The killing of journalists directly impacts international efforts to promote peace, security, and sustainable development. Every single journalist should be protected while on duty, as they are involved in a noble task of disseminating information, which is crucial to any rational society.



Devastating year for

millions of children



There can be little doubt that 2014 has been a devastating year for millions of children caught up in violent conflicts around the world.

As the United Nations Children’s Fund declared recently, never in recent memory have so many children been subjected to such unspeakable brutality.

Human cruelty against our own children revealed its ugly face this week in Pakistan and Yemen. The cold-blooded gunning down of several children at a school in Peshawar by Taliban terrorists and the merciless killing of at least 15 school girls in a car bombing in Yemen added to the grim toll of child victims of violence in the closing weeks of the year.
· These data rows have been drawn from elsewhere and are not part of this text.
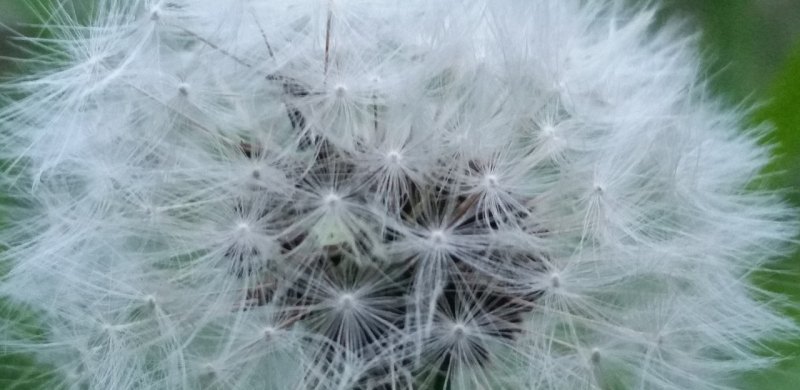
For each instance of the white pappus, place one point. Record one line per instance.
(373, 194)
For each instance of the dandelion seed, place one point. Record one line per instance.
(351, 194)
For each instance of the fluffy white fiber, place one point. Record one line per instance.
(381, 194)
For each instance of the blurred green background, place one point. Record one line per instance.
(752, 52)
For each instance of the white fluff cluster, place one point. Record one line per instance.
(381, 194)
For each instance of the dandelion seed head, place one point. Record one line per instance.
(383, 195)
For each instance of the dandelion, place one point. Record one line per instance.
(353, 194)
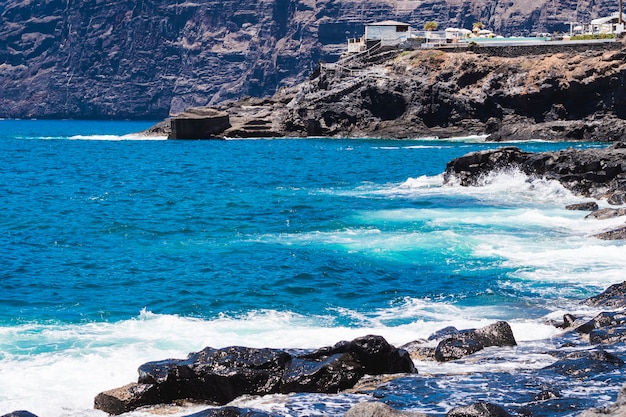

UN statistics reveal a dismal scenario. As many as 15 million children are caught up in violent conflicts in the Central African Republic, Iraq, South Sudan, Syria, Ukraine and in the Occupied Palestinian territories – including those displaced in their own countries or living as refugees outside their homeland. And an estimated 230 million children live in countries and areas affected by armed conflicts.

In the Central African Republic, 2.3 million children are affected by the conflict, up to 10,000 children are believed to have been recruited by armed groups, and more than 430 children have been killed and maimed – three times as many as in 2013.

In Gaza, 54,000 children were left homeless as a result of the 50-day conflict during the summer that also saw 538 children killed, and more than 3,370 injured.

In Syria, with more than 7.3 million children affected by the conflict including 1.7 million child refugees, the United Nations verified at least 35 attacks on schools in the first nine months of the year, which killed 105 children and injured nearly 300 others.

In Iraq, where an estimated 2.7 million children are affected by conflict, at least 700 children are believed to have been maimed, killed or even executed this year.

There is no justification for such unspeakable savagery against children. Each life plucked away young is a future lost forever. Children have been killed while studying in the classroom and while sleeping in their beds; they have been orphaned, kidnapped, tortured, recruited, raped and even sold as slaves.
If at all there can be a plea that emerges from the hearts of all good human beings, it would be: “For God’s sake, please spare innocent children from bloodshed. They are like flowers, completely innocent, utterly lovable and absolutely precious.”